Biden nominates Huawei prosecutor for key China export post

Biden nominates Huawei prosecutor for key China export post

2021-08-01 0 By Huawei     GOOGLE NEWS    

The White House said on Wednesday (July 28) that US attorney Thea Kendler, attorney for China’s criminal case against Huawei and Chief Financial Officer Meng Wanzhou, will be nominated for a Commerce Department post vital to controlling exports to China.

Kendler, a lawyer in the Department of Justice’s national security division, will be appointed assistant secretary for export management at the Department of Commerce. The nomination must be confirmed by the Senate.

Kendler is expected to work under Alan Estevez, a former Pentagon official appointed on July 13 as undersecretary of industry and security for the Department of Commerce at the center of the US-China tech war.

The department has restricted sales to Huawei Technologies since 2019, when the company and its dozens of non-US affiliates were added to the US trade blacklist and blocked the world’s largest telecommunications equipment manufacturer.

Companies are placed on the so-called “entity list” if their actions are seen as contrary to US security or foreign policy interests.

Recently, the Biden administration has blacklisted companies for human rights abuses and high-tech surveillance in Xinjiang. Dozens of other Chinese companies on the list include surveillance manufacturers Hikvision and Dahua Technology.

USĀ President Joe Biden is applauded visits the Mack-Lehigh Valley Operations Manufacturing Facility in Macungie, Pensylvania, on JulĀ 28, 2021. (Photo: REUTERS/Evelyn Hockstein)

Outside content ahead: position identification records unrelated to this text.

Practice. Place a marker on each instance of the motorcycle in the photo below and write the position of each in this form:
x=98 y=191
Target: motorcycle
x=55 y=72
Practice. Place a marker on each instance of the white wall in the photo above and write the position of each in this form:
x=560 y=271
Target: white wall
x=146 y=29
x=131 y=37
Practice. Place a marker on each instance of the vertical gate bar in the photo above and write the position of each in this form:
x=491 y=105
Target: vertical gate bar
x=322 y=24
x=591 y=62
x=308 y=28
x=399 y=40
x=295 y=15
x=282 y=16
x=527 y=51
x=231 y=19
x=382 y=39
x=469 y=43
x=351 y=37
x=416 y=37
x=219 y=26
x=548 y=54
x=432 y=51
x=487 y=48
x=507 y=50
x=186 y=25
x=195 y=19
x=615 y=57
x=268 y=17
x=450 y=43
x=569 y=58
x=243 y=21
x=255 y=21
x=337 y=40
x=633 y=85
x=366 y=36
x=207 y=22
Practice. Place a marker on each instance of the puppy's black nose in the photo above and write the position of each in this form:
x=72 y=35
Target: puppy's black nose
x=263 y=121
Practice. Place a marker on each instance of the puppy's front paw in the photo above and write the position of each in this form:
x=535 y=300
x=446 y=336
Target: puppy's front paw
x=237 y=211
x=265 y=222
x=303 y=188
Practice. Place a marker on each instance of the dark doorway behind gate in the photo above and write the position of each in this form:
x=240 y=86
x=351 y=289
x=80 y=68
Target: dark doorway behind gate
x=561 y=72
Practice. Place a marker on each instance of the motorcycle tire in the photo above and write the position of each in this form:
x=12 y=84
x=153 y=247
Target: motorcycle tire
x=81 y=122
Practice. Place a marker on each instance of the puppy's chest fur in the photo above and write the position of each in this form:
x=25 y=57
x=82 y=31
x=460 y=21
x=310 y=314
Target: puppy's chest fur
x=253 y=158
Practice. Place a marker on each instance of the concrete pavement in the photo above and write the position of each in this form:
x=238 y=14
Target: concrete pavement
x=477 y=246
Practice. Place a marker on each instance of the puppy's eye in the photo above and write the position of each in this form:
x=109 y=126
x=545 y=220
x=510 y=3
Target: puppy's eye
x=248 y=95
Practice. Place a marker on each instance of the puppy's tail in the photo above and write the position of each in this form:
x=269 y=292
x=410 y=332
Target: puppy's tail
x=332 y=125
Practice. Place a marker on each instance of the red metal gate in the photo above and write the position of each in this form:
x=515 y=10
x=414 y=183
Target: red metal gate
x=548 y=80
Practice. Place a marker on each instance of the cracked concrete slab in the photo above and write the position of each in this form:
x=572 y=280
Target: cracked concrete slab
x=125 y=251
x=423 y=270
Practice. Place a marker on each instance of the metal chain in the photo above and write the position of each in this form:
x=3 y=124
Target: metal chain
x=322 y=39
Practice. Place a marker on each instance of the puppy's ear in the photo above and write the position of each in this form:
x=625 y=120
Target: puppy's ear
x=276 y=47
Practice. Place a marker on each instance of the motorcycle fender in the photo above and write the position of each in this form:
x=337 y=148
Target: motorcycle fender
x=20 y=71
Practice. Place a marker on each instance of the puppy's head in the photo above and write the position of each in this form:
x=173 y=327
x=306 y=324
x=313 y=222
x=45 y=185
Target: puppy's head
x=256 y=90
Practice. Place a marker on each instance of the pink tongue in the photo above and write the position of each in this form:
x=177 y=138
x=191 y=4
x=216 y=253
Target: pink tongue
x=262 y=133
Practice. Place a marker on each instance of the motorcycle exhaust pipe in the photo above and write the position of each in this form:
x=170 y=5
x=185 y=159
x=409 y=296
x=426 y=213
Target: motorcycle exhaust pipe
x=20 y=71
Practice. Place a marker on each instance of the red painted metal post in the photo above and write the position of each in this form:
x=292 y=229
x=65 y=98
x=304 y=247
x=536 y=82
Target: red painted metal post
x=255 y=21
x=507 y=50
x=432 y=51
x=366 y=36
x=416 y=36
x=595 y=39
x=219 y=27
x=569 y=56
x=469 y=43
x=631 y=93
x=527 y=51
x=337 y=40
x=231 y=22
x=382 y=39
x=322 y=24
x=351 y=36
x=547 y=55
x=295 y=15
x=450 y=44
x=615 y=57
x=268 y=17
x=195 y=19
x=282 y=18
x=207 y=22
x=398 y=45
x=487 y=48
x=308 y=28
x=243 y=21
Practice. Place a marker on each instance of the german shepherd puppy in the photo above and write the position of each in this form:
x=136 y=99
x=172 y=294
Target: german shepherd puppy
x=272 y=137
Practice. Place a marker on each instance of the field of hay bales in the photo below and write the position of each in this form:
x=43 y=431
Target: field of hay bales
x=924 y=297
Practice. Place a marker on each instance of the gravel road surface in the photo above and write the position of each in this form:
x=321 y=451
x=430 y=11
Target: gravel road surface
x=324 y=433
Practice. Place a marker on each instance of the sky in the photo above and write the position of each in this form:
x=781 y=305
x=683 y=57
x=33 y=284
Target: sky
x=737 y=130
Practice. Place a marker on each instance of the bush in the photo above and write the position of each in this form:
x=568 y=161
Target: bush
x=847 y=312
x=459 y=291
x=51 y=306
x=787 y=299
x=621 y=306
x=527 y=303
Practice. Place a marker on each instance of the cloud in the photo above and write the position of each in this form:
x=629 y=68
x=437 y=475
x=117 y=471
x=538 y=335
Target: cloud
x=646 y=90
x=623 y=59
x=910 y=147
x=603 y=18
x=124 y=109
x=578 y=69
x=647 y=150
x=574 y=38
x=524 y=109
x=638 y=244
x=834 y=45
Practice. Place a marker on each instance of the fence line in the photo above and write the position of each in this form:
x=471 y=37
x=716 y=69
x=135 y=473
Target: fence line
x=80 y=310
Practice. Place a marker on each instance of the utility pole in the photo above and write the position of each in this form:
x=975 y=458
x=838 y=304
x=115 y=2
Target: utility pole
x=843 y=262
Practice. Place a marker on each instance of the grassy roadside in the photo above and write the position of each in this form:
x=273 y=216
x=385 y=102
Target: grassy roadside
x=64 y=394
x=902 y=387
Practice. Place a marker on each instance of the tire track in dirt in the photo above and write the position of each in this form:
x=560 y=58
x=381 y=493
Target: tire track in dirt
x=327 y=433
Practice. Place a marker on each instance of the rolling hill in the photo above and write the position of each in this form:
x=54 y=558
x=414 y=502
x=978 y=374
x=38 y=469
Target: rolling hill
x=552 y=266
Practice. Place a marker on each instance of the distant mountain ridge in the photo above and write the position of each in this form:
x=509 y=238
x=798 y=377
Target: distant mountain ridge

US companies are prohibited from selling goods to listed companies without Department of Commerce licenses, which are hard to obtain.

The Commerce Department, which added Huawei two years ago, referred to the criminal case filed against the company in the US District Court in Brooklyn, New York, for allegedly violating US laws, including the export of goods, technology and banking services to Iran. to US sanctions.

Kendler, a litigation attorney in the Counterintelligence and Export Control Division of the Department of Justice’s Department of Homeland Security, is among the attorneys responsible for prosecuting the high-profile case that has strained ties between the United States, Canada and China.

The indictment led to the 2018 Canadian arrest of Meng, who faced bank fraud charges for allegedly misleading HSBC Holdings about Huawei’s business in Iran. The daughter of the company’s founder, Meng, has been battling extradition ever since. She said she was innocent.

Huawei denied the indictment, which was updated to include charges of stealing trade secrets.

Prior to joining the Department of Justice in 2014, Kendler served as a senior adviser in the Department of Commerce’s Office of General Counsel for Industry and Security. Before that, he was a commercial lawyer in private practice.